Mein erstes Gehalt betrug 480 Euro netto. Ich war 16 Jahre alt und hatte einen Samstagsjob, in dem ich an jedem Wochenende alles gab. Für mich war es ein wichtiger Schritt, endlich eigenes Geld zu verdienen, auch wenn es nur ein kleiner Job war. Ich war stolz auf das Geld, das ich selbst erarbeitet hatte, und hatte tausend Pläne, wofür ich es ausgeben wollte.

Doch das Traurige daran war: Ich durfte mein Geld nicht behalten. Jeden Cent, den ich verdiente, musste ich genau abrechnen und an meine Eltern weitergeben. Es war nicht so, dass ich nichts dafür zurückbekam – meine Eltern bezahlten mir alles, was ich brauchte. Ich bekam Schuhe, Kleidung und all die anderen Dinge, die für den Alltag notwendig waren. Aber als Kind wollte ich nicht nur Schuhe. Ich wollte mehr.
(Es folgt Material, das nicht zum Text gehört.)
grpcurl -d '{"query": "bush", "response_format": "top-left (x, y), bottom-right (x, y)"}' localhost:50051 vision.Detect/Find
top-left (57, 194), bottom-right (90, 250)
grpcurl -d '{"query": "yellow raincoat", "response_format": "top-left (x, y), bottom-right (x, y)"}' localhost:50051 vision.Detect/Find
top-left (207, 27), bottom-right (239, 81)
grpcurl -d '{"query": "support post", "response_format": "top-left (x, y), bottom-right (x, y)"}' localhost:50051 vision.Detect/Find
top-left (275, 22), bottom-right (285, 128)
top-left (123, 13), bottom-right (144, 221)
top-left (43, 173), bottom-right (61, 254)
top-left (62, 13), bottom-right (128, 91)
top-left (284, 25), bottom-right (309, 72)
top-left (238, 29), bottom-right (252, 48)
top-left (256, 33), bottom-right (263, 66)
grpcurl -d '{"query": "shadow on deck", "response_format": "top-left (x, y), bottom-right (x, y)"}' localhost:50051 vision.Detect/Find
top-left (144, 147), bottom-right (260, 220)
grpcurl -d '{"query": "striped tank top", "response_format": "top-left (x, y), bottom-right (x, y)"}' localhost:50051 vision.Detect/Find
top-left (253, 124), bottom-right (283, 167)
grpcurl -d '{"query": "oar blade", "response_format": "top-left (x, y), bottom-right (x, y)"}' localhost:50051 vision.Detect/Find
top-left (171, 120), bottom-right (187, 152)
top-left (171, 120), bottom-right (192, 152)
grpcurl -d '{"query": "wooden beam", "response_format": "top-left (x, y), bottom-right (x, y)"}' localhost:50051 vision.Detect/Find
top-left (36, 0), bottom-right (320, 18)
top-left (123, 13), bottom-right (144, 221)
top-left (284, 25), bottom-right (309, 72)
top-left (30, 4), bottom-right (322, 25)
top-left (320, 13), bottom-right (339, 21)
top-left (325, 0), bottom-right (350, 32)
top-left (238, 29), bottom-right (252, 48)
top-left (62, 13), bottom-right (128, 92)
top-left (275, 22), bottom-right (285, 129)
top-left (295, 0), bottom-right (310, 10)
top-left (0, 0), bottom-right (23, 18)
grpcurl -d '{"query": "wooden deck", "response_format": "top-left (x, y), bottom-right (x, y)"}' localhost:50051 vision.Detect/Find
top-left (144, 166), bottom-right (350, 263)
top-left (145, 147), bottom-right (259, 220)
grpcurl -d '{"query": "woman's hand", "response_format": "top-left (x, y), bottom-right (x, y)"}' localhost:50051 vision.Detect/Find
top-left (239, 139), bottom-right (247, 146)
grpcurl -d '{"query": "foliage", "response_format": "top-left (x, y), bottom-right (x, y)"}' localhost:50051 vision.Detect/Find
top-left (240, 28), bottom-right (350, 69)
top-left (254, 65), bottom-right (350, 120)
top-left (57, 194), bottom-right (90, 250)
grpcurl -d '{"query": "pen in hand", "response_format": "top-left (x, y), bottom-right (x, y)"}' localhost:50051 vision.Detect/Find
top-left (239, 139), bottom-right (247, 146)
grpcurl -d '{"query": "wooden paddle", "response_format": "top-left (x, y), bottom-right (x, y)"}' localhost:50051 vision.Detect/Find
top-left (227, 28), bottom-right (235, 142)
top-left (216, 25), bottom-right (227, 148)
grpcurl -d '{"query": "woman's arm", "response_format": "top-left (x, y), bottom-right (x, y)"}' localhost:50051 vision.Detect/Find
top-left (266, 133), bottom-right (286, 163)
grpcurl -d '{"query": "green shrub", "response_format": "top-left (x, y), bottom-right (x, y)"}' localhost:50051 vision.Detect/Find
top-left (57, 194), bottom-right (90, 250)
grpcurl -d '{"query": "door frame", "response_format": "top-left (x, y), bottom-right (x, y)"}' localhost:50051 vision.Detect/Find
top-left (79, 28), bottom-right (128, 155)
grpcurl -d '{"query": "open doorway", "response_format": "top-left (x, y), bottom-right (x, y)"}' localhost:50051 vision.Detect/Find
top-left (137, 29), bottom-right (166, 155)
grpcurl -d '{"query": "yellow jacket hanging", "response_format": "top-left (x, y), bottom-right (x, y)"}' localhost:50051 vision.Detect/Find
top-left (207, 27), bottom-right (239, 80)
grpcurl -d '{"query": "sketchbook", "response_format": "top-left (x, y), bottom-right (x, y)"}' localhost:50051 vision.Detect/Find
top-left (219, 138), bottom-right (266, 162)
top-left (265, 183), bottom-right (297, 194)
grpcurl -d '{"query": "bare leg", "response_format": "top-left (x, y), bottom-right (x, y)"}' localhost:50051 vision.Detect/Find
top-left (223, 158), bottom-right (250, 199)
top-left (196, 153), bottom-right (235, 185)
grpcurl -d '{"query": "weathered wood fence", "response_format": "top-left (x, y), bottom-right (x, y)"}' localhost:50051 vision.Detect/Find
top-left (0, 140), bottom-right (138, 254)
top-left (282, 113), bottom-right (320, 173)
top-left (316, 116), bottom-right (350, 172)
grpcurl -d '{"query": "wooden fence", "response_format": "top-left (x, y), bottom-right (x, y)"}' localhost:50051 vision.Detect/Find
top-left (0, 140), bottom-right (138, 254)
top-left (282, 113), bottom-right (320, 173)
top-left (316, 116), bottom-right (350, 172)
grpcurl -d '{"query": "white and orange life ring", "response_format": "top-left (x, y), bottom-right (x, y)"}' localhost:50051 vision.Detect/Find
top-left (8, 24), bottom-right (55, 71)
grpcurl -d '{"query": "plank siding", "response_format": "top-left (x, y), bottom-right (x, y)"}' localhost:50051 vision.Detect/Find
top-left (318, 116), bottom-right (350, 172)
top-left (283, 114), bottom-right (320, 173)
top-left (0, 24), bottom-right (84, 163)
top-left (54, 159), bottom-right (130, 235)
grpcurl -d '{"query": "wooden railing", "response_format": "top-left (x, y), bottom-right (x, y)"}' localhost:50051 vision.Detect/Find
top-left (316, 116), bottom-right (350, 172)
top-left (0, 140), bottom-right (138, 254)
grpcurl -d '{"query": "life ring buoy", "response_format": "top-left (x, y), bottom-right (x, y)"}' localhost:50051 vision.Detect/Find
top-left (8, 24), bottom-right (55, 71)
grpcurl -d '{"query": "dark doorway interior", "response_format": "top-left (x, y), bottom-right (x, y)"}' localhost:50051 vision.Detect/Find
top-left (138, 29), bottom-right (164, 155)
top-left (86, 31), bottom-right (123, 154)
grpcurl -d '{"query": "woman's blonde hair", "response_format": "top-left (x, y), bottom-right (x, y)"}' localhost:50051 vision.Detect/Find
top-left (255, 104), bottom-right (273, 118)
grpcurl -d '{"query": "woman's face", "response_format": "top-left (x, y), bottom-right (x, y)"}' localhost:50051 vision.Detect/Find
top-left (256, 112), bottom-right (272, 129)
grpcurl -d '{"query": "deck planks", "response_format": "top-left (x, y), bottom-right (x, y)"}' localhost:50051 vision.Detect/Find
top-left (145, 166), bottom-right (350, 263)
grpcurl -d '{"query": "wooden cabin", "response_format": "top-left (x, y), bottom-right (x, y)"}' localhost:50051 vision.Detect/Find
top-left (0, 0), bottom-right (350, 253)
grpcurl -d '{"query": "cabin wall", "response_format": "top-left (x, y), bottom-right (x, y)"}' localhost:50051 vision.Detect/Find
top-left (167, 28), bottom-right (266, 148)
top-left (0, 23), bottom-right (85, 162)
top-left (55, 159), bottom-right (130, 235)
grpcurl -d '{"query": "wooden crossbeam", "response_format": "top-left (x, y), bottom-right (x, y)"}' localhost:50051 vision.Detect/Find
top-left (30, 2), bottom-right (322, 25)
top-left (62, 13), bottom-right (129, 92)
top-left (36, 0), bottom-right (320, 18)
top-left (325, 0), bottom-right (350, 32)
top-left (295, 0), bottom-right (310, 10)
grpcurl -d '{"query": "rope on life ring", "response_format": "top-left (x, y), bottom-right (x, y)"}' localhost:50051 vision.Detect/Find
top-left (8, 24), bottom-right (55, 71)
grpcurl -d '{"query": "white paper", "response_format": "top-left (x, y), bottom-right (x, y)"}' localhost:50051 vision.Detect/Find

Mit 16 Jahren sehnt man sich nach Freiheit, nach kleinen Momenten, in denen man selbst entscheiden kann. Ich wollte mein Geld nicht nur für Dinge ausgeben, die als „notwendig“ angesehen wurden. Ich wollte ins Kino gehen, eine Spielehalle besuchen oder einfach mal mit Freunden einen Ausflug machen. Ein Ausflug bedeutete für mich nicht viel, nur ein kurzer Gang zum Einkaufszentrum, das nur fünf Minuten von meinem Zuhause entfernt war. Ich wollte die Freiheit haben, mir etwas zu kaufen, was mir Freude bereitet, ohne mich rechtfertigen zu müssen.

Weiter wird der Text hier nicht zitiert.